Since cross-validation will train each model 5 times, we'll have 60 rounds of training.
from sklearn.model_selection import GridSearchCV
param_grid = [
{'n_estimators': [3, 10], 'max_features': [2, 4, 6]},
{'bootstrap': [False], 'n_estimators': [3, 10], 'max_features': [2, 3, 4]},
]
# refit=True means grid search will retrain the best model it could find
# on the whole training set (without cross validation)
grid_search = GridSearchCV(model, param_grid, cv=2,
scoring='neg_mean_squared_error',
refit=True)
grid_search.fit(features, labels)
After our search is done, we can get the best combination of parameters like so:
grid_search.best_params_
{'bootstrap': False, 'max_features': 2, 'n_estimators': 10}
Grid search has also saved the best model it has trained:
grid_search.best_estimator_
RandomForestRegressor(bootstrap=False, criterion='mse', max_depth=None,
max_features=2, max_leaf_nodes=None, min_impurity_decrease=0.0,
min_impurity_split=None, min_samples_leaf=1,
min_samples_split=2, min_weight_fraction_leaf=0.0,
n_estimators=10, n_jobs=1, oob_score=False, random_state=None,
verbose=0, warm_start=False)
And we can also check out the evaluation scores for each set of parameters:
grid_search.cv_results_
Randomized search
As you saw above, grid search makes the number of training rounds explode very quickly. When you have a lot of parameters to test, it might be a good idea to use randomized search instead. It works a lot like GridSearchCV
, but instead of trying out all the possible combinations it evaluates a preset amount of random combinations. This gives you more control over the time and processing power this will take.
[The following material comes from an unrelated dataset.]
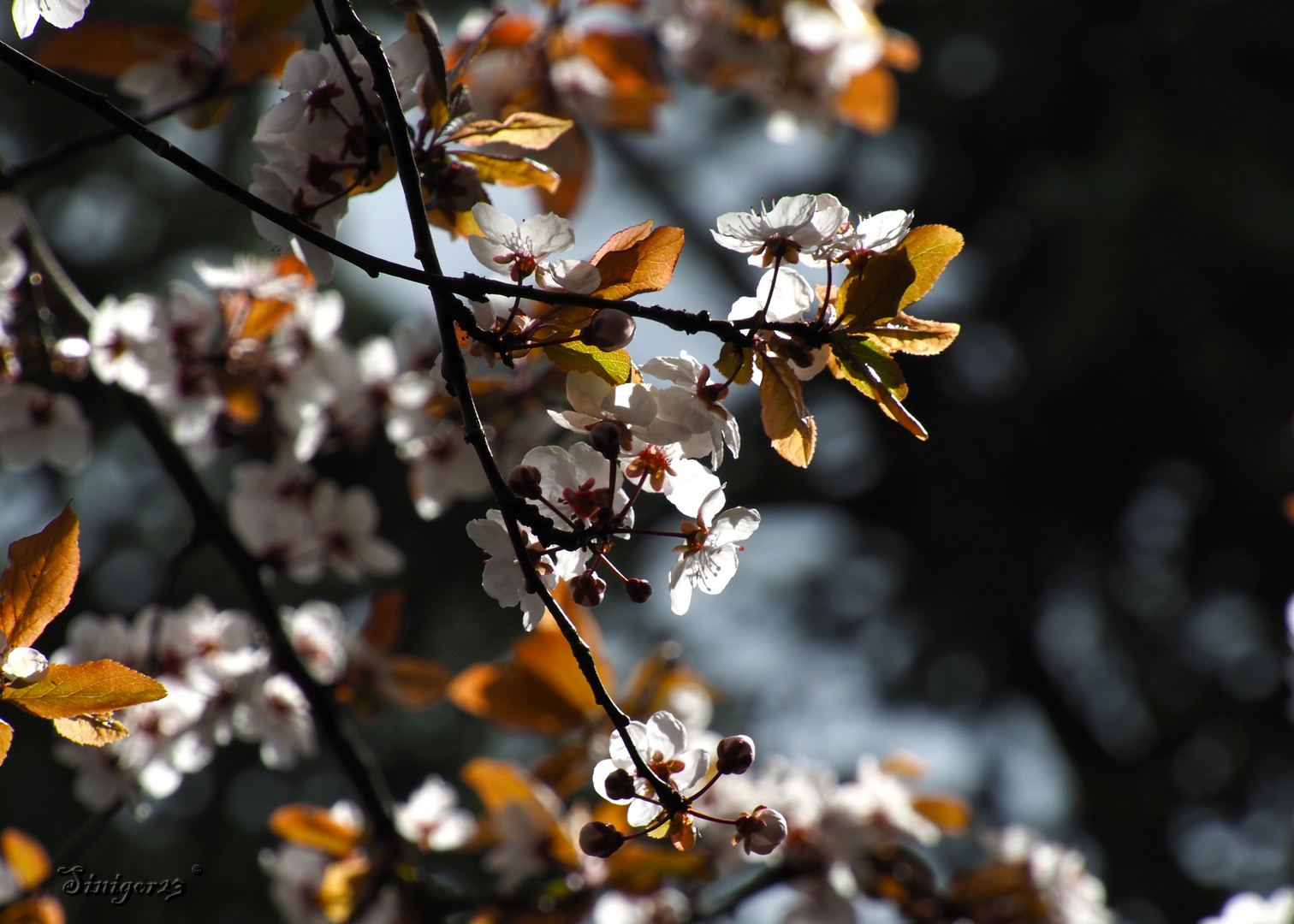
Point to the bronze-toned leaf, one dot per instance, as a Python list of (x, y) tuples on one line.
[(929, 249), (93, 730), (27, 861), (907, 335), (511, 171), (313, 826), (532, 131), (644, 267), (874, 289), (39, 581), (875, 373), (79, 689)]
from scipy.stats import randint
from sklearn.model_selection import RandomizedSearchCV
# Tell random search to sample random values from uniform distribution
param_grid = {'n_estimators': randint(2,10),
'max_features': randint(2,8)}
# Search through random parameters for 100 iterations
randomized_search = RandomizedSearchCV(model, param_grid, n_iter=10,
scoring='neg_mean_squared_error',
refit=True)
randomized_search.fit(features, labels)
RandomizedSearchCV(cv=None, error_score='raise',
estimator=RandomForestRegressor(bootstrap=True, criterion='mse', max_depth=None,
max_features='auto', max_leaf_nodes=None,
min_impurity_decrease=0.0, min_impurity_split=None,
min_samples_leaf=1, min_samples_split=2,
min_weight_fraction_leaf=0.0, n_estimators=10, n_jobs=1,
oob_score=False, random_state=None, verbose=0, warm_start=False),
fit_params=None, iid=True, n_iter=10, n_jobs=1,
param_distributions={'n_estimators': <scipy.stats._distn_infrastructure.rv_frozen object at 0x7fd01bfa2f28>, 'max_features': <scipy.stats._distn_infrastructure.rv_frozen object at 0x7fd01bfa2780>},
pre_dispatch='2*n_jobs', random_state=None, refit=True,
return_train_score='warn', scoring='neg_mean_squared_error',
verbose=0)
Excellent! Just as before, we can take the resulting values like so:
print(randomized_search.best_score_)
print(randomized_search.best_estimator_.n_estimators)
print(randomized_search.best_estimator_.max_features)
Excellent, so we have learned to fine-tune our models using Grid Search and Randomized Search, and now we can always use them to find the optimal parameters for our models!